MOZART
Bastien und Bastienne
NAFA Music
Department
Lee
Foundation Theatre
Wednesday
(26 March 2014)
Want to hear some opera for free? You won’t go
far wrong by attending the occasional production by the Music Department of the
Nanyang Academy of Fine Arts, produced and performed by its students. This
evening was the first of two performances of Mozart’s single-act opera Bastien und Bastienne, composed when the
musical prodigy was only twelve.
This wasn’t even his first opera for that
matter. La Finta Semplice was the
first, but it was dropped by its would-be performers. Under the sponsorship of
Viennese physician and hypnotist Franz Mesmer (from whom the word “mesmerise” arose),
Bastien and Bastienne was first
produced and performed in the good doctor’s garden in 1768. Just involving
three singers and lasting about an hour, it provided some worthwhile
entertainment then as it did this evening. There were about a hundred people in
the audience, including a fair number of children, but they were all ears in its
simple but engaging drama.
The “orchestra” was provided by pianist Jeremy
Wong, a sensitive and most steady accompanist in this pastoral love comedy. The
role of shepherdess Bastienne was sung by soprano Yin Yue (Su Yiwen would play
the role on the second evening), whose bell-like clarity in the arias, easily
hitting the notes of the higher registers, was a particular pleasure.

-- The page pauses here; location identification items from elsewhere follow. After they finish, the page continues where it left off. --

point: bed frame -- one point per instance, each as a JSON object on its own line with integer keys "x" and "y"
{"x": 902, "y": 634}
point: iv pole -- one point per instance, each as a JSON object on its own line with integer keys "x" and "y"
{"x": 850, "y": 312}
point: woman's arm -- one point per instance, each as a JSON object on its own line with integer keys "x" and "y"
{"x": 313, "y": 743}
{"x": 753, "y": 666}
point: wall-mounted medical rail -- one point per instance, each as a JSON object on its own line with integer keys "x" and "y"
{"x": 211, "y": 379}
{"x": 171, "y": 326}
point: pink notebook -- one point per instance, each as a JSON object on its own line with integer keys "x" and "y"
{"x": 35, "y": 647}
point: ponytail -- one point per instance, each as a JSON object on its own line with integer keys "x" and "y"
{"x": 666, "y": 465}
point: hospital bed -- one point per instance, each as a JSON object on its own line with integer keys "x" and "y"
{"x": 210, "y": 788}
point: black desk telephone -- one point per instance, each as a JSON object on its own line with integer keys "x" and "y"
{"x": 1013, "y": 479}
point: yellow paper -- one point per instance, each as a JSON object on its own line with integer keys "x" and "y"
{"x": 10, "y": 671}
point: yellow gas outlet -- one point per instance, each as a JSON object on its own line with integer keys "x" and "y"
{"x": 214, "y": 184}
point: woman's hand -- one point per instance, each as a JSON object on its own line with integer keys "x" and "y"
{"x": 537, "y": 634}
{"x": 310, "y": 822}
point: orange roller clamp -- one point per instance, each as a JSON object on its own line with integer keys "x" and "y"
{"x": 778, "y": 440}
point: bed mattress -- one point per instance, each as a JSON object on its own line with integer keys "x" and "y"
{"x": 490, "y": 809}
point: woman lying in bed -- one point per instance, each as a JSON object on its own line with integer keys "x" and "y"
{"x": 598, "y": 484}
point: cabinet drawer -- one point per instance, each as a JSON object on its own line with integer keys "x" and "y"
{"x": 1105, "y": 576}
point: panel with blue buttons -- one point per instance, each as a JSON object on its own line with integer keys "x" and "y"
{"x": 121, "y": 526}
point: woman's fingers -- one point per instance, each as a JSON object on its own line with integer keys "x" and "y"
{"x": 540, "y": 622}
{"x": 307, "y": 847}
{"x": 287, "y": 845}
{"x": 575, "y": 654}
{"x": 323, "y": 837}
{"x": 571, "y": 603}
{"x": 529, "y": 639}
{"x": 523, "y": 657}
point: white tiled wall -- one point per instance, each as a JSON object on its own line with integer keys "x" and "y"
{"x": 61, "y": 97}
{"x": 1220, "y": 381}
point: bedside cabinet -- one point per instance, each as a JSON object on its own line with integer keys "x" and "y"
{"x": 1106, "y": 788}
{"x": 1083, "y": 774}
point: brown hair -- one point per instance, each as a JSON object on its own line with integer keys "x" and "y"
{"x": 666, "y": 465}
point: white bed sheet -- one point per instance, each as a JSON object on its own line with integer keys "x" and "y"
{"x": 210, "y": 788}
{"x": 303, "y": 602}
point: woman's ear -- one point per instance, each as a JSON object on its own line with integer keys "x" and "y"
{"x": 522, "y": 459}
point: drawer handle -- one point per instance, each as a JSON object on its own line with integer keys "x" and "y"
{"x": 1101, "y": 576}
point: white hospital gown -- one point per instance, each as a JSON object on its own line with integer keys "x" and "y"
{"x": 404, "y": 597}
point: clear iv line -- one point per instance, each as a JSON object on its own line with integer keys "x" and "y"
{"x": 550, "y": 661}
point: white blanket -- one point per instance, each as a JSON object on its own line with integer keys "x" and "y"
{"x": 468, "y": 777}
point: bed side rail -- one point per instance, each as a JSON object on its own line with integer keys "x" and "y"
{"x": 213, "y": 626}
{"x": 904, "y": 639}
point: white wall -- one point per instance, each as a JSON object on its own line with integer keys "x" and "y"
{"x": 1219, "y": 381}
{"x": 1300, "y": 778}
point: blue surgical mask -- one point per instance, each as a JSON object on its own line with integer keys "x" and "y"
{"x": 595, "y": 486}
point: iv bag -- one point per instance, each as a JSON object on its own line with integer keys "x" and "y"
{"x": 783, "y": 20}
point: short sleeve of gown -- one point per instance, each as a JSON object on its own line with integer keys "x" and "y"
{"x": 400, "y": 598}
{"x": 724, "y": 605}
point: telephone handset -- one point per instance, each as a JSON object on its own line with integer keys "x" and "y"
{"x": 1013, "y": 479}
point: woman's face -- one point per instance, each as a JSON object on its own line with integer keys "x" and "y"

Her love interest Bastien, ably helmed by tenor
Jeremy Koh, was equal to the task and their chemistry quite believable. The intervening
dialogue was in English (rather than German), and this was where Yin could work
on her PRC-accented English which sometimes rendered the words garbled.
Opposite them, veteran baritone William Lim (a member of the voice faculty) was
his usual unflappable self as the soothsayer Colas, who helps bring the couple
together. Surtitles were employed, but these were in a form of synopses rather
than transliterations, but helped in explaining what was happening on stage.
What of the music? Early Mozart is still Mozart,
with its freshness of melodic invention and keen allying of lyricism with
dramatic action. The short prelude piqued with a theme that looked forward to
Beethoven’s opening Eroica melody,
composed more than three decades later. Some arias could be heard as prototypes
of the great melodies to be heard in the Mozart-da Ponte operas of the near
future. More importantly, it was the lightness and the treatment that
enthralled and enthused.
The semi-staged production directed by Andy Pang
was effective in conveying the emotions without much fuss, and the use of a
sheep puppet (operated by Su Yiwen this evening) lent an endearing touch of
bucolic humour that was most apt.
An hour passed ever so swiftly, and there was
not enough time for the children in the audience to get restless. The applause
for an evening’s good work was enthusiastic and encouraging, and it is hoped
that more short operas, or scenes of longer stage works be presented in this
informal and unstuffy manner. That would be just the right kind of outreach
needed to bring new audiences to opera, still considered by some to be a niche
market in Singapore .
There is a second show of Bastien and Bastienne this evening at 8 pm, at the Lee Foundation Theatre of the Nanyang Academy of Fine Arts. Su Yiwen is this evening's soprano. Admission is free.